Fiction — April 28, 2014 12:30 — 3 Comments

The Marauders (part 1 of 3) – David Armand

But the reckless one – I warn the marauder dragging plunder, chaotic, rich beyond all rights: he’ll strike his sails, harried at long last, stunned when the squalls of torment break his spars to bits.

-Aeschylus, “The Eumenides”

The house had been vacant for months and it was dark inside and quiet too. Billy took out his flashlight and walked up the wooden steps and onto the front porch. He knocked on the door and after no one answered Billy waited a few minutes and then knocked again: still nothing so he turned on the flashlight and trained its long white cylinder of light down to where Travis and Clint and the two girls were standing in the overgrown and waisthigh grass in the yard. The small house sat on eighteen foot high wooden pilings and so by the time the bar of light reached the group of kids below where Billy was standing it was really only just a smudge of light leaning over them now.

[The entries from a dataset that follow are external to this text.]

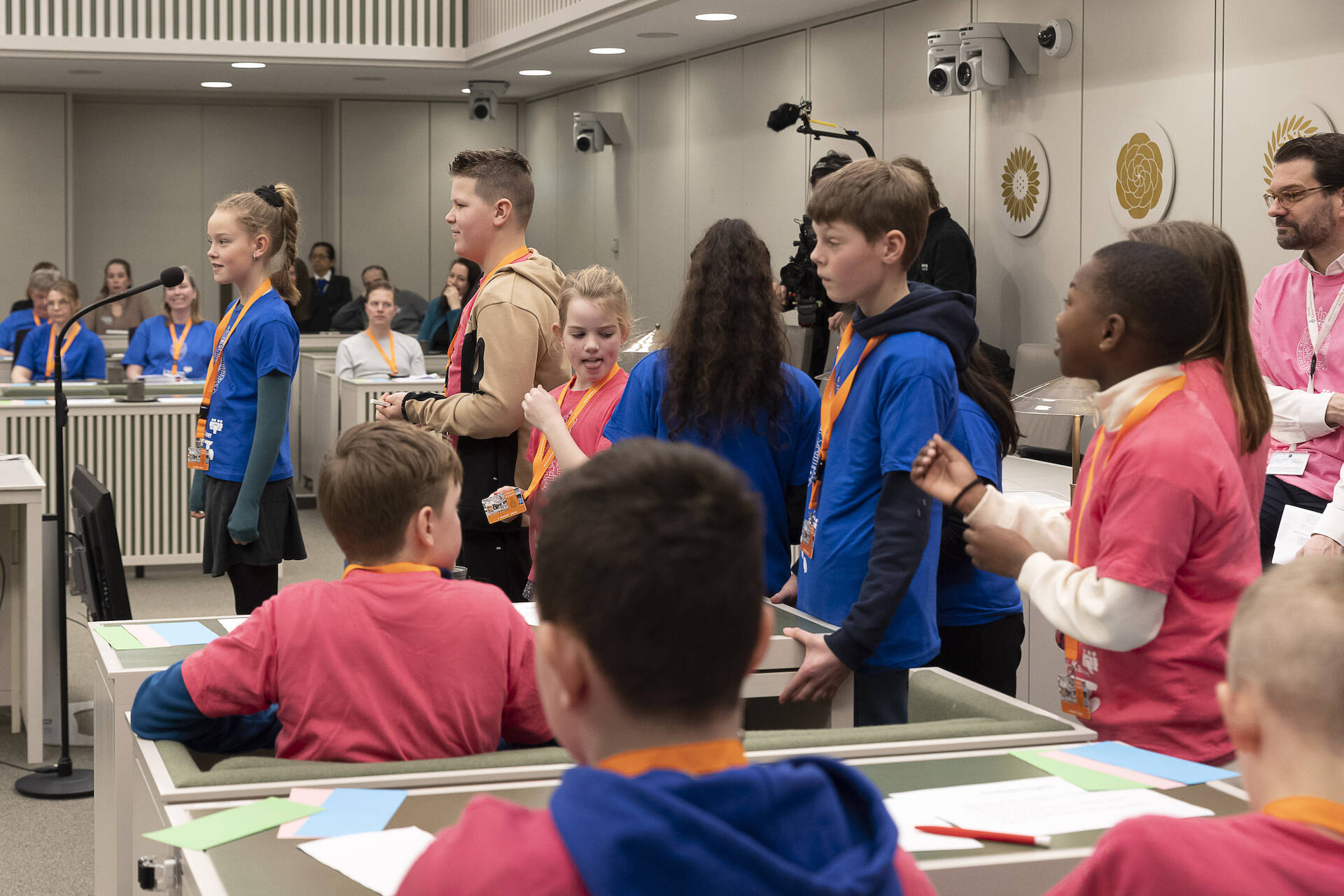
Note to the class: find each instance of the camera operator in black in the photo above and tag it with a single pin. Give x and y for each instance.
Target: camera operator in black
(799, 282)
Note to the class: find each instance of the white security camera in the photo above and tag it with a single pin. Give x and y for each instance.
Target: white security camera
(942, 62)
(483, 104)
(596, 131)
(1057, 36)
(981, 58)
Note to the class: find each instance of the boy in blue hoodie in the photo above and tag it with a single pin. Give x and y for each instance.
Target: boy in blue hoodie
(648, 574)
(870, 538)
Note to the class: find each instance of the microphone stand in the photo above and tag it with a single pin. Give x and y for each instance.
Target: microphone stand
(64, 780)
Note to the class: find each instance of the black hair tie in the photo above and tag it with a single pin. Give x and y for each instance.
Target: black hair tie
(270, 195)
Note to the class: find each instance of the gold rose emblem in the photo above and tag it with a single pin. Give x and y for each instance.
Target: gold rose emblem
(1139, 176)
(1288, 130)
(1021, 183)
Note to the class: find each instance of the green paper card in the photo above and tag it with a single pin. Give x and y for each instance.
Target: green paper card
(233, 824)
(1085, 778)
(118, 638)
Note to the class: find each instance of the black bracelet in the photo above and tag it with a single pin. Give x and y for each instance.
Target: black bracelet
(962, 493)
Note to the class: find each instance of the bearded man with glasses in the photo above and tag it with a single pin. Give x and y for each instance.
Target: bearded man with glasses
(1300, 352)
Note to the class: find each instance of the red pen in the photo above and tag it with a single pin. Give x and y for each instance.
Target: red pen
(986, 834)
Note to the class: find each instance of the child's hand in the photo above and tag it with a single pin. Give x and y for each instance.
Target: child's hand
(944, 472)
(788, 594)
(997, 550)
(540, 410)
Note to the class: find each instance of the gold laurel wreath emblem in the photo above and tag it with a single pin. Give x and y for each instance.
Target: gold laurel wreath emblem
(1021, 184)
(1288, 130)
(1139, 176)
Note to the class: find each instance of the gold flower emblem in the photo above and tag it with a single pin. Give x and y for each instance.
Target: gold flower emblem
(1021, 183)
(1288, 130)
(1139, 176)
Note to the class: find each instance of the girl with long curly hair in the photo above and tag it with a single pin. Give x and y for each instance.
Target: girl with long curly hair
(722, 382)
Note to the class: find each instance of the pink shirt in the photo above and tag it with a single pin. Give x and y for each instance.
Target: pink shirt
(503, 848)
(1284, 348)
(377, 668)
(1168, 514)
(1233, 856)
(1205, 383)
(587, 431)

Yall come up, Billy said. No one’s here.

They had been casing the house for the past three weeks and they had seen nary a light or any people going in or coming out nor had they heard any sounds. The other night Billy had thrown a large rock into the window which was facing the gravelroad where they all sat on their bikes in the dark and in the noise of the crickets and the mosquitoes in the woods. The rock hit the window and shattered one of the cornerpanes yet still no light came on and no one came to the window.

Night after tomorrow we’ll go in, Billy had said.

And they did. At least that’s what they were doing now as Travis, Clint and the two girls stood back on the small porch as Billy pried at the frontdoor with a crowbar. After a couple of tries Billy got the crowbar between the door and the doorframe and then he leaned forward and pushed his weight against the long end of the crowbar until he felt the frame split and could hear it too: the door came open squeaking on its hinges and Billy looked inside for a minute before turning on the flashlight and aiming it into the front room. He flicked on the lightswitch on the wall.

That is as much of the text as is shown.